Kepala Pusat Data, Informasi dan Komunikasi Kebencanaan BNPB, Abdul Muhari, menjelaskan bahwa terdapat total 20 pendaki yang berada di kawasan gunung saat letusan terjadi pada pukul 07.41 WIT. Kelompok tersebut terdiri dari sembilan warga negara asing (WNA) asal Singapura serta 11 warga negara Indonesia.
"Berdasarkan pendataan sementara, total terdapat 20 orang pendaki yang berada di kawasan Gunung Dukono, terdiri dari sembilan warga negara asing (WNA) asal Singapura, tiga orang warga dari Ternate dan delapan warga lokal dari wilayah sekitar," kata Abdul Muhari, dalam keterangan tertulis, Jumat (8/5/2026).
Abdul merinci bahwa 14 pendaki yang selamat mencakup tujuh warga Singapura berinisial TYME (30), OSS (37), PL (33), LHEI (31), TJYG (30), LYXV (30), dan LSD (29). Operasi pencarian sempat terkendala potensi lontaran lava pijar hingga radius 1,5 kilometer dari puncak kawah.
"Di sisi lain, hingga Jumat siang masih terdapat dua orang pendaki WNA yang dinyatakan dalam pencarian oleh tim SAR gabungan, yakni HWQT (L) usia 30 tahun dan SMBAH (L) usia 27 tahun," ujar Abdul.
Pihak kepolisian mengonfirmasi dampak fatal dari bencana ini yang menimpa tiga orang anggota rombongan pendaki. Data tersebut mencakup dua warga negara Singapura dan satu warga lokal yang tidak berhasil menyelamatkan diri saat material erupsi meluncur.

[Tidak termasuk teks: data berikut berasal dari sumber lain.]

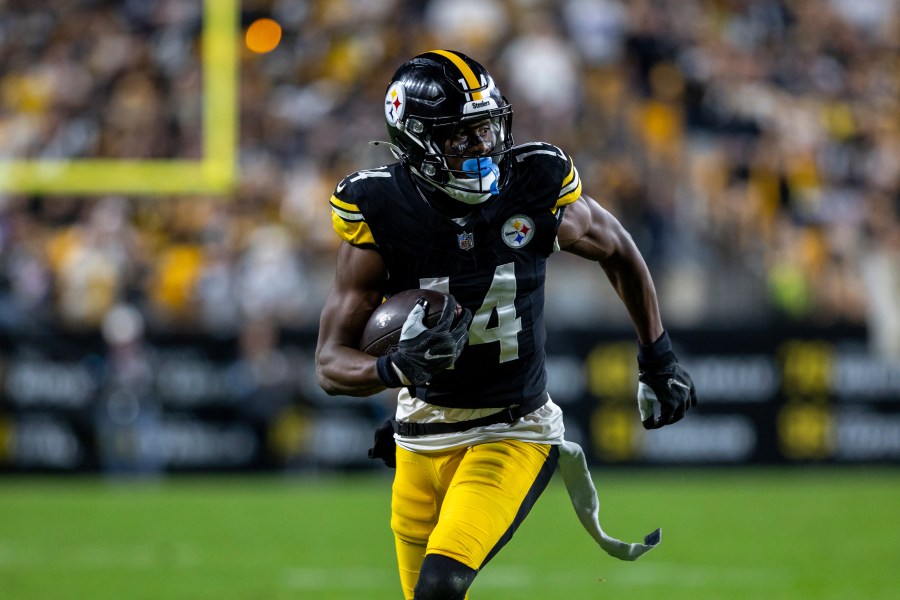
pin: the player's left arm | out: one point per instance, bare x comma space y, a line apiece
588, 230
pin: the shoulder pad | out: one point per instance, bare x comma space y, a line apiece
353, 197
551, 162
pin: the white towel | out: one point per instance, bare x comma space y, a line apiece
581, 490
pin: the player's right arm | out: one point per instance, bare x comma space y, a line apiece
341, 368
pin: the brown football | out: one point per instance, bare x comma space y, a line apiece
382, 332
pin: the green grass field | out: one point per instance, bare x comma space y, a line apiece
742, 534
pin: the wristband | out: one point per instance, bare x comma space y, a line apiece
386, 372
655, 351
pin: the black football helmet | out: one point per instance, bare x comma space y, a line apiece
443, 105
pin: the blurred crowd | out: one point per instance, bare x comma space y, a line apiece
752, 147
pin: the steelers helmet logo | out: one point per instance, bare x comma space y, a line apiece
518, 231
394, 103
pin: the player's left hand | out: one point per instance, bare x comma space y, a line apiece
665, 381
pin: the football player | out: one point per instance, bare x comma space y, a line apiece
467, 212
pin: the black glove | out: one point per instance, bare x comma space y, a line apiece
661, 379
424, 352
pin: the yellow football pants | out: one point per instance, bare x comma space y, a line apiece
464, 503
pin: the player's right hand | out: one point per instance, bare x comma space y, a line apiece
665, 381
424, 351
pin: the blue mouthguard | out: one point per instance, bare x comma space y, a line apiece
482, 167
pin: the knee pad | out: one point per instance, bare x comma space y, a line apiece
443, 578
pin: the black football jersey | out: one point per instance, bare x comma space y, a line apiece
493, 262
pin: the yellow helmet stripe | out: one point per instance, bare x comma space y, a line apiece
467, 73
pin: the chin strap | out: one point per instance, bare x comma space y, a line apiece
583, 494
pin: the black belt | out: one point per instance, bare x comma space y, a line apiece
507, 415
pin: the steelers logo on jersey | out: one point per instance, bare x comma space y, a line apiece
395, 103
518, 231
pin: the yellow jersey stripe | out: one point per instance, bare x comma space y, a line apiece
571, 189
467, 73
352, 232
343, 205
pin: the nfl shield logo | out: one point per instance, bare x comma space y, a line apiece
466, 241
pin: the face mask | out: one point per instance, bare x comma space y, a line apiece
479, 184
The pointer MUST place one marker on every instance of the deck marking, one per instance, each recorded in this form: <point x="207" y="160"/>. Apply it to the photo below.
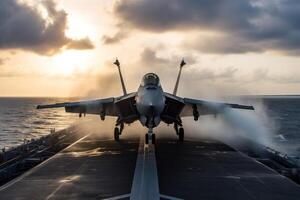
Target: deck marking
<point x="145" y="180"/>
<point x="13" y="181"/>
<point x="169" y="197"/>
<point x="118" y="197"/>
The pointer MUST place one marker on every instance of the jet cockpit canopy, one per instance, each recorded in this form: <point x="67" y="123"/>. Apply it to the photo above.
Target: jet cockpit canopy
<point x="150" y="79"/>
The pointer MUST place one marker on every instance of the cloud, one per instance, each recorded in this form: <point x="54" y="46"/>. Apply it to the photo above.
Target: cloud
<point x="22" y="26"/>
<point x="242" y="26"/>
<point x="149" y="58"/>
<point x="80" y="44"/>
<point x="120" y="35"/>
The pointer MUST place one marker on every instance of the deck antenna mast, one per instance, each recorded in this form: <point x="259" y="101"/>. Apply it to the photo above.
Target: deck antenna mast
<point x="117" y="63"/>
<point x="178" y="77"/>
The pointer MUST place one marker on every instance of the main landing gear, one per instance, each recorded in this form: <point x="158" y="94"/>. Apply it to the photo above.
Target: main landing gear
<point x="179" y="132"/>
<point x="118" y="132"/>
<point x="150" y="136"/>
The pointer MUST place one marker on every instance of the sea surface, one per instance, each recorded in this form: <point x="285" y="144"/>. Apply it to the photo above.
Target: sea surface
<point x="19" y="120"/>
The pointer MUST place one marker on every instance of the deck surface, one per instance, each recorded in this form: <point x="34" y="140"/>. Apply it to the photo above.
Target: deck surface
<point x="94" y="168"/>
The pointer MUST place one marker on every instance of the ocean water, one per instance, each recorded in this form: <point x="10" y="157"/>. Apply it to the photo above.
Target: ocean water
<point x="19" y="120"/>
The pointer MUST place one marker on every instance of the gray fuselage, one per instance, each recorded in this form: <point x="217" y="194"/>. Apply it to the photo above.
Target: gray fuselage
<point x="150" y="101"/>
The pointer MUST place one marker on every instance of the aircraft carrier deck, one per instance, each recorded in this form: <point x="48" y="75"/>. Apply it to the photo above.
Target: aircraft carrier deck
<point x="95" y="168"/>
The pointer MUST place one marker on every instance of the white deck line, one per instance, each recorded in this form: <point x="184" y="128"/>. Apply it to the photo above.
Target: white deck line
<point x="145" y="180"/>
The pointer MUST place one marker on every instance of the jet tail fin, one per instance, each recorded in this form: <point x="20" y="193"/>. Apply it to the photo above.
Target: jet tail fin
<point x="178" y="77"/>
<point x="117" y="63"/>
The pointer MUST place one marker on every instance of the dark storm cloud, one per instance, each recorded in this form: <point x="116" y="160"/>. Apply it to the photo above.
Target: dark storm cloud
<point x="23" y="27"/>
<point x="244" y="25"/>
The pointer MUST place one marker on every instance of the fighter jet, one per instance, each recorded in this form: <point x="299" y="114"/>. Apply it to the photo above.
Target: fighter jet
<point x="150" y="105"/>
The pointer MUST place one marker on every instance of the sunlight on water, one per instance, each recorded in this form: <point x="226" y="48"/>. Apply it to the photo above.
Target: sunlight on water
<point x="20" y="120"/>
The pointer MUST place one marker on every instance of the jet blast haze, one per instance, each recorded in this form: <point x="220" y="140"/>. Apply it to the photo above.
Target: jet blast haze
<point x="150" y="105"/>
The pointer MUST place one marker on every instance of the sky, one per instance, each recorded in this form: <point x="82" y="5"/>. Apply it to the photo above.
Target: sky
<point x="63" y="48"/>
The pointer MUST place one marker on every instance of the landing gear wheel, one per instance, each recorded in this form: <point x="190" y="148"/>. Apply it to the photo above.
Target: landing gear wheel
<point x="181" y="134"/>
<point x="153" y="138"/>
<point x="147" y="138"/>
<point x="117" y="134"/>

"Iya, tiga meninggal dunia. Yaitu dua warga Singapura dan satu warga lokal kelahiran Jayapura," kata Kapolres Halmahera Utara, AKBP Erlichson Pasaribu.

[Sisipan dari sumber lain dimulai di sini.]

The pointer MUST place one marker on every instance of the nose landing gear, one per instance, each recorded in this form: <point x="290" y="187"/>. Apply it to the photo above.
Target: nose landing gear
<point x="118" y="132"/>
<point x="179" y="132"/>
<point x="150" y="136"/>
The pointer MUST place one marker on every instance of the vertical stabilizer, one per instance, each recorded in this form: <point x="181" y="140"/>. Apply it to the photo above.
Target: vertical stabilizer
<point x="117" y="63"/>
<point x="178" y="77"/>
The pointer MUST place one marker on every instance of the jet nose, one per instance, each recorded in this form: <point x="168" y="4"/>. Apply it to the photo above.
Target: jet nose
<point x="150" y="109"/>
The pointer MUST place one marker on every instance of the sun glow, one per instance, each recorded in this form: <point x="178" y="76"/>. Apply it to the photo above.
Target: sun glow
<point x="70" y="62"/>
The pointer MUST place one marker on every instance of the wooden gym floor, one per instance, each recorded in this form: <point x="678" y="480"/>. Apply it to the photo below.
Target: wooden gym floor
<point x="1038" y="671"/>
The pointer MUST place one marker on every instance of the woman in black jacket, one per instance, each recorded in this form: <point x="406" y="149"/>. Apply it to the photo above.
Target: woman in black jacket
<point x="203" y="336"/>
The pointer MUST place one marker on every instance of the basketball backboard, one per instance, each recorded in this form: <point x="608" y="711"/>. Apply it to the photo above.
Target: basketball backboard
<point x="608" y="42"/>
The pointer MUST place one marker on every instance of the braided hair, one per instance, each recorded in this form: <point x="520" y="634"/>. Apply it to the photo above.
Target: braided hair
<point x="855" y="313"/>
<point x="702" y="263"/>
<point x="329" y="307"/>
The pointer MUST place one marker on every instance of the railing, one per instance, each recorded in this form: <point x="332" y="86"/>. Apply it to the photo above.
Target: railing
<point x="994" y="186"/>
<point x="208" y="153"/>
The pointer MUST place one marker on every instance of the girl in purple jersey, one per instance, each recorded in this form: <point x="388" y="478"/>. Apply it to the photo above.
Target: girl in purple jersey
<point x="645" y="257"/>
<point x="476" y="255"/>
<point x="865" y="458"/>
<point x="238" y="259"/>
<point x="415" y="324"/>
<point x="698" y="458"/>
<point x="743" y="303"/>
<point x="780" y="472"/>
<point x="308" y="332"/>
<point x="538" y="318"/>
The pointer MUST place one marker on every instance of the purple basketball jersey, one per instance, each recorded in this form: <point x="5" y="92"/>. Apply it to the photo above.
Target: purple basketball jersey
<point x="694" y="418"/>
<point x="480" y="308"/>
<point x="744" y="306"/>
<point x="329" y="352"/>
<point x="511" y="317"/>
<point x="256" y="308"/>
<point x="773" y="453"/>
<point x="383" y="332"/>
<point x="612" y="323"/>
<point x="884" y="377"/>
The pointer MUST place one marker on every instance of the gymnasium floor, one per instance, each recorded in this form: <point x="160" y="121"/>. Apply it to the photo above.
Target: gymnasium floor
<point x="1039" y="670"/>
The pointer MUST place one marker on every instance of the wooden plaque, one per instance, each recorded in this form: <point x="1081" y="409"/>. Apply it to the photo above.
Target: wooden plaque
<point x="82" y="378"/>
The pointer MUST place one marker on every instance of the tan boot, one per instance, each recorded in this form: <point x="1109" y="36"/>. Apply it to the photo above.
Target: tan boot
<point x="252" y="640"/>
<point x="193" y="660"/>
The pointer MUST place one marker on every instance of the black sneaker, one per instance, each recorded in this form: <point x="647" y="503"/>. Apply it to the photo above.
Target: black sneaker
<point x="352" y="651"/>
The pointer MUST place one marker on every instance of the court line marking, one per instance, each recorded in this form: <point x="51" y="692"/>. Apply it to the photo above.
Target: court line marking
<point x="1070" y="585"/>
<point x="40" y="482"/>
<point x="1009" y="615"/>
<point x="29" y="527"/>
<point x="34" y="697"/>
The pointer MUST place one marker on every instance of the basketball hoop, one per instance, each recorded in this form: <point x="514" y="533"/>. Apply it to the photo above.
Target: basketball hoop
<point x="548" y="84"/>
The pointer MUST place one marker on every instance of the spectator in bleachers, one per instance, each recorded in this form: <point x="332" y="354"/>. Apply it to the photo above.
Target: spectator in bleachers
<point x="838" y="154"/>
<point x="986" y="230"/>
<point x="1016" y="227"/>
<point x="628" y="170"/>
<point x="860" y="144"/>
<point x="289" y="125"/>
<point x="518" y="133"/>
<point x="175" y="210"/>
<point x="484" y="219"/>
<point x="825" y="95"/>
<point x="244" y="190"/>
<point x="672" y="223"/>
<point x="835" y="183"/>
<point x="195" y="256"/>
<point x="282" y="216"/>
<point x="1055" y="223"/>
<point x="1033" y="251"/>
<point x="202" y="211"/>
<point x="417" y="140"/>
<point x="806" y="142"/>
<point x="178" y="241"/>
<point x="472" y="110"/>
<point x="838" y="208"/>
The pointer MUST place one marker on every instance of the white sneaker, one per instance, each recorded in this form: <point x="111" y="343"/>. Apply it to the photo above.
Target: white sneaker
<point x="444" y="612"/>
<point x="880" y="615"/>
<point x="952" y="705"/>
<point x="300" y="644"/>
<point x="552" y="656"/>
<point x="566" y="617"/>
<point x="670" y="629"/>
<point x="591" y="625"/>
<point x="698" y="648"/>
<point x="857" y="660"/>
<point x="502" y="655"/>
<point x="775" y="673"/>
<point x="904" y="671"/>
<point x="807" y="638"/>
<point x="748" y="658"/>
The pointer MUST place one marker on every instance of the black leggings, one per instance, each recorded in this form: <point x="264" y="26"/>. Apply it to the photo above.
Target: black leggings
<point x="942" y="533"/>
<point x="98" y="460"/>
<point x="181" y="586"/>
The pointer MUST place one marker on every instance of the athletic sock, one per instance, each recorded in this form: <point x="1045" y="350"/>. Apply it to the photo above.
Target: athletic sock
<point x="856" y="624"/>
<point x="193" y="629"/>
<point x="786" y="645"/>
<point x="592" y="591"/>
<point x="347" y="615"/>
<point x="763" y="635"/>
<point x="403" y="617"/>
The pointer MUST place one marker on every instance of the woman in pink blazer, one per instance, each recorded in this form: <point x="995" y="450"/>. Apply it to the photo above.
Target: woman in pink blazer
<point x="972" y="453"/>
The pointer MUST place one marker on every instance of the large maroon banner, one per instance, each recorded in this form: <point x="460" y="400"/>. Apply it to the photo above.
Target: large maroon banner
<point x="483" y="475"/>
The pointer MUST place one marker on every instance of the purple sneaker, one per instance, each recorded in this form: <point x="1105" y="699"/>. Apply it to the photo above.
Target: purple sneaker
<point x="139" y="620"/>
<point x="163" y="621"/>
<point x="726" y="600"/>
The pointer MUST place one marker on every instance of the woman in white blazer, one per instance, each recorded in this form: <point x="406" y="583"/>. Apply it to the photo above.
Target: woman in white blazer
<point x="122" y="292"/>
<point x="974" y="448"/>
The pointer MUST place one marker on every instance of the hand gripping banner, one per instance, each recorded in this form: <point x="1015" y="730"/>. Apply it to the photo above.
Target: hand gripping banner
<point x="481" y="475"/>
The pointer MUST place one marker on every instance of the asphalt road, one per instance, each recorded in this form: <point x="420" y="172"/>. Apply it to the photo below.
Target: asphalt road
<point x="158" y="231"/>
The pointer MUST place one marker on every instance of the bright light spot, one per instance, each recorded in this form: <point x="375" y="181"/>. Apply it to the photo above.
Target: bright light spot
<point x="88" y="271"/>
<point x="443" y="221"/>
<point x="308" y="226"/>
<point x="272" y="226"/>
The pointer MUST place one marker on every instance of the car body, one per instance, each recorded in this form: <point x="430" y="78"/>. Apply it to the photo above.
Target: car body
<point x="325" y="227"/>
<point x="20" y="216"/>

Di samping korban jiwa, dilaporkan terdapat lima pendaki yang menderita cedera dan membutuhkan penanganan medis segera. Lokasi terdampak erupsi ini juga meliputi wilayah Kecamatan Galela, khususnya Desa Mamunya.

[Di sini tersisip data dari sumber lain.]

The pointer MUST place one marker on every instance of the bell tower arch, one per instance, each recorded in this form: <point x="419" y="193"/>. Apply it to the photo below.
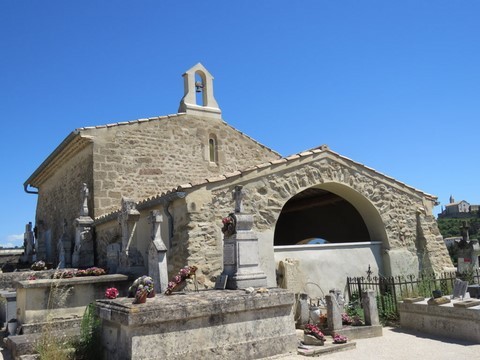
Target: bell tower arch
<point x="198" y="80"/>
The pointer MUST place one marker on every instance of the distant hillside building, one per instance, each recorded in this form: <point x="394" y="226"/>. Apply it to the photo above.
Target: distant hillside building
<point x="458" y="209"/>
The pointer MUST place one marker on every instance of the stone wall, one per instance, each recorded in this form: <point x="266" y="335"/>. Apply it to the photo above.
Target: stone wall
<point x="395" y="214"/>
<point x="60" y="198"/>
<point x="142" y="159"/>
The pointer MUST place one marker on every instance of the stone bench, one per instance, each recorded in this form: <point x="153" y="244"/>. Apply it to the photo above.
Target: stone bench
<point x="42" y="300"/>
<point x="210" y="324"/>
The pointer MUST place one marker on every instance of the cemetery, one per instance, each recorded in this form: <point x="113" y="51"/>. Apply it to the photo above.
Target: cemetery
<point x="229" y="251"/>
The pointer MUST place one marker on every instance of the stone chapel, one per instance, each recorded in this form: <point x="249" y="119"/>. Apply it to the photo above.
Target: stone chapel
<point x="326" y="214"/>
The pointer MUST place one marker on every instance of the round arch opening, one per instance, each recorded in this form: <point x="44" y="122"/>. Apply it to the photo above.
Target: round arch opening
<point x="329" y="213"/>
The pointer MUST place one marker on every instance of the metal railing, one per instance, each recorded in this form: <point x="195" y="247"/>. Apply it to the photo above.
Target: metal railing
<point x="392" y="289"/>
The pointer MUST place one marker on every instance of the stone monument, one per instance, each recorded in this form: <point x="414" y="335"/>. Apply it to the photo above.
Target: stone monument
<point x="64" y="249"/>
<point x="157" y="254"/>
<point x="28" y="244"/>
<point x="240" y="249"/>
<point x="83" y="250"/>
<point x="130" y="259"/>
<point x="468" y="251"/>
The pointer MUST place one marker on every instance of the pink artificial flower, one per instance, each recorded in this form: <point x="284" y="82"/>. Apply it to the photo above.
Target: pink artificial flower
<point x="111" y="293"/>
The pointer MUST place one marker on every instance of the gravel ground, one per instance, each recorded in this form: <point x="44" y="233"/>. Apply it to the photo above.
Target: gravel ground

“Sedikitnya lima orang pendaki mengalami luka-luka dan saat ini masih dalam proses pendataan oleh petugas di lapangan,” ujar Abdul Muhari di Jakarta, Jumat (8/7) dilansir Antara.
Pemerintah daerah melalui BPBD Halmahera Utara telah mendirikan Posko Tanggap Darurat Bencana Terpadu untuk mengoordinasikan penanganan bersama TNI, Polri, dan tenaga medis. Kementerian Pariwisata juga telah menerbitkan surat penutupan sementara untuk seluruh aktivitas pendakian di Gunung Dukono demi alasan keselamatan.